Hollis se había puesto también de pie.

—¿Qué ha dicho?

—¿De qué sueño habla, sargento? —preguntó Sara angustiada.

El hombre se estremeció, como si intentara expulsarlo de la memoria.

—Fue horrible. Su voz. Y aquel hedor.

—¿La voz de quién, sargento?

—Una mujer gorda —contestó Withers—. Una mujer gorda y fea, que respiraba humo.
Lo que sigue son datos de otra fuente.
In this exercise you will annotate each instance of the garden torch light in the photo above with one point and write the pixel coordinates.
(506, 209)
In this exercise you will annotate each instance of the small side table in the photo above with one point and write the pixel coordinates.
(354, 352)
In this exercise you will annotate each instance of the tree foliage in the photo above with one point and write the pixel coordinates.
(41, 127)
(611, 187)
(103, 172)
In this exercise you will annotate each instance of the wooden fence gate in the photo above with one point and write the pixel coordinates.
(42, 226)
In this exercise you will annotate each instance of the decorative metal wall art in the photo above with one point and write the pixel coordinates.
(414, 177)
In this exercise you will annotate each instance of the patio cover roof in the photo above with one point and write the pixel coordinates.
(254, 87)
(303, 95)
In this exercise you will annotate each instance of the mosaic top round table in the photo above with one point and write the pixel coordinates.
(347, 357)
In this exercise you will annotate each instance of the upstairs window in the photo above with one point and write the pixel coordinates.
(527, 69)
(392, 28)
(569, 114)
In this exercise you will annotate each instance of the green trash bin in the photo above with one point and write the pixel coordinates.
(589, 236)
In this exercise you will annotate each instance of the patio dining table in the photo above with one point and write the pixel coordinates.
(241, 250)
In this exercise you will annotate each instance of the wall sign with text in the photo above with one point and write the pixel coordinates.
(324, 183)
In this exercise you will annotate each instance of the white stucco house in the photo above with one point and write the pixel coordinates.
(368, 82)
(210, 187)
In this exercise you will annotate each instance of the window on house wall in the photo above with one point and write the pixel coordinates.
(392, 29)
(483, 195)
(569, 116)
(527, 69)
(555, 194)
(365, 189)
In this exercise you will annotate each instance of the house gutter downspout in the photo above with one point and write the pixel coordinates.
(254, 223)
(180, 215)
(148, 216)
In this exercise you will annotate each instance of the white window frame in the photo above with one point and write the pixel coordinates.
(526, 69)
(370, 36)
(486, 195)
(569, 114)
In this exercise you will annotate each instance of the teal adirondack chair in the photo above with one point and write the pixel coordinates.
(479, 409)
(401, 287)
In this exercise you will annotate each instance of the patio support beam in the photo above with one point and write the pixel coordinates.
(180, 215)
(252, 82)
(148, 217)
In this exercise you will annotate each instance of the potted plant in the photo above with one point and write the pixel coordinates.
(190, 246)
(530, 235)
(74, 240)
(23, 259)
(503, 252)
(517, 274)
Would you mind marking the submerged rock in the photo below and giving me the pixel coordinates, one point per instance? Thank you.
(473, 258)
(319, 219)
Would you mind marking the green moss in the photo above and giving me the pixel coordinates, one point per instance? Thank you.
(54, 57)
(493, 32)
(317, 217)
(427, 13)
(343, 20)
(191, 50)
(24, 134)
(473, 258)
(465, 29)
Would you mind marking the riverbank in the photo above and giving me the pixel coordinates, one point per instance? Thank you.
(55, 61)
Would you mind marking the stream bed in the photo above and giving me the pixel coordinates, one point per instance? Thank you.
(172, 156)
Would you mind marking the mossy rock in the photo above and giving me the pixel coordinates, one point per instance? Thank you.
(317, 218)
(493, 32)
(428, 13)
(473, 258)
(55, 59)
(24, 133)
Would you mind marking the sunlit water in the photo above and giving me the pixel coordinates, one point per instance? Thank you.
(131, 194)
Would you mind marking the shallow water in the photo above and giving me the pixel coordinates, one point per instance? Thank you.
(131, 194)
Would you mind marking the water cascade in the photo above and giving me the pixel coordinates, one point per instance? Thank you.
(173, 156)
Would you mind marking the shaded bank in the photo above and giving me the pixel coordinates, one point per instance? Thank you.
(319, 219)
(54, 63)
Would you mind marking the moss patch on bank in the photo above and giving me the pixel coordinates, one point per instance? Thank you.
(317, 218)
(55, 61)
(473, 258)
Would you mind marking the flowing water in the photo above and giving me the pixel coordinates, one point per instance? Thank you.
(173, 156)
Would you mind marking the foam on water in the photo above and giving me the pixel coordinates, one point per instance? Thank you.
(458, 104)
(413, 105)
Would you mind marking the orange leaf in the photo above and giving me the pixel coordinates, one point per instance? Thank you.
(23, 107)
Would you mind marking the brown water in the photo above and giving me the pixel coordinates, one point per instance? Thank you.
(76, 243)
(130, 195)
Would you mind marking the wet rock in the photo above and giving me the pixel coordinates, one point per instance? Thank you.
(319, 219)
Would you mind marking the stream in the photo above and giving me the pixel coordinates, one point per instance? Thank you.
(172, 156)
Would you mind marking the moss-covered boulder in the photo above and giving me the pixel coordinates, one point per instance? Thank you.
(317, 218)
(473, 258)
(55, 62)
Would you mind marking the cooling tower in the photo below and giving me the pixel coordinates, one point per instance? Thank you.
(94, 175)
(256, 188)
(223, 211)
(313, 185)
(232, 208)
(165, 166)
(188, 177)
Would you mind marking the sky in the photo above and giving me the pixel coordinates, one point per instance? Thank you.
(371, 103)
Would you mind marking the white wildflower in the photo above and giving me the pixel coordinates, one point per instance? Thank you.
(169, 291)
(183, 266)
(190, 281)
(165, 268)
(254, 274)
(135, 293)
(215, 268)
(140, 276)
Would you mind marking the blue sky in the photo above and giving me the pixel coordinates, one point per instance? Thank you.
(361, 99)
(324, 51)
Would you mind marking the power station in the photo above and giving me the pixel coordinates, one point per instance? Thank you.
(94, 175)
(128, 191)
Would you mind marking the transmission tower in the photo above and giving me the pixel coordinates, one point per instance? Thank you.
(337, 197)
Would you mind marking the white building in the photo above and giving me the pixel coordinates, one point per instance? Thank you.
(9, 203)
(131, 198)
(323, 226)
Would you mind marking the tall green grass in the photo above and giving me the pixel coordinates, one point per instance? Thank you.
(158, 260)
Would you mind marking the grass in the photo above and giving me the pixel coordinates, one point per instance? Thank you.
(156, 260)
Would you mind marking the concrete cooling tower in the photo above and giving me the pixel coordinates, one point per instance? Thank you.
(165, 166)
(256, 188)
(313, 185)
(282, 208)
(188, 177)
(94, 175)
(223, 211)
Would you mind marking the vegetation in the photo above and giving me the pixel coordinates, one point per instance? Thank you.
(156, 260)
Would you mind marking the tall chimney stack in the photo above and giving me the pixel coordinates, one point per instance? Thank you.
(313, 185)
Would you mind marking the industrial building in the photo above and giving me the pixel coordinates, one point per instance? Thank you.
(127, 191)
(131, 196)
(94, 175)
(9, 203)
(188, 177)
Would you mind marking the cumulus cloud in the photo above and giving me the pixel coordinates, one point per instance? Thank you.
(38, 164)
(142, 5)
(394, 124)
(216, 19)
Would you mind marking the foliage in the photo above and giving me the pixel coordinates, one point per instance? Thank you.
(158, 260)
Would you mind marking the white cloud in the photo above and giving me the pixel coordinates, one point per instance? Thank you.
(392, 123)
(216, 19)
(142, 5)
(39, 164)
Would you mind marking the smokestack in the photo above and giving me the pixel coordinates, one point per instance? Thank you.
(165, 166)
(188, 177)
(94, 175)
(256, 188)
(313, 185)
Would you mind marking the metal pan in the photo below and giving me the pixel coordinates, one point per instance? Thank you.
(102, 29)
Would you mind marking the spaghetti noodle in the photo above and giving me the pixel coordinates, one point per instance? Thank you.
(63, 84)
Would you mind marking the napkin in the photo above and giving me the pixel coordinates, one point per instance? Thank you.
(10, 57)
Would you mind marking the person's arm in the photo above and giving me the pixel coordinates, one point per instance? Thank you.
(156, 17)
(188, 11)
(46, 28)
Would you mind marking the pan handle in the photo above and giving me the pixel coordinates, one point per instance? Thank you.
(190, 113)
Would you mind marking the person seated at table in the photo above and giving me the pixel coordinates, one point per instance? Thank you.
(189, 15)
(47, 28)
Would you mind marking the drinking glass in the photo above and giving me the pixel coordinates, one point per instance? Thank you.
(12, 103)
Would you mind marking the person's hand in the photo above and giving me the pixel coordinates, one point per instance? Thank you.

Al frente de la hilera, cuando levantó la cabeza del motor, Michael vio a Alicia, que descendía de las colinas a través de la nieve. Pasó a su lado en dirección a la retaguardia, mientras llamaba a Greer.

¿Qué coño estaba pasando?

Wilco estaba parado al lado de Michael, boquiabierto, mientras sus ojos seguían al caballo de Alicia. El resto del escuadrón de Alicia estaba corriendo también hacia ellos.

—Acaba esto —dijo Michael, y como Wilco no contestó, le puso la llave inglesa en la mano—. Hazlo, y deprisa. Creo que vamos a movernos.

Michael corrió tras ella, siguiendo las huellas que había dejado en la nieve. A cada paso que daba, la certeza aumentaba: Alicia había visto algo, algo malo, en las colinas. Hollis y Sara bajaron del camión, y todos se dirigían hacia Greer y Alicia, que ya habían desmontado. Alicia estaba señalando hacia las colinas, su brazo describió una amplia franja, después se arrodilló y dibujó frenéticamente en la nieve. Cuando Michael llegó, oyó a Greer decir:

—¿Son muchos?

—Habrán avanzado durante la noche. Las huellas todavía están frescas.

—Comandante Greer… —empezó Sara.

Greer alzó una mano para interrumpirla.

—¿Son muchos, maldita sea?

Alicia se levantó.

—No, no son muchos —contestó—. Son los Muchos. Y se dirigen hacia aquella montaña.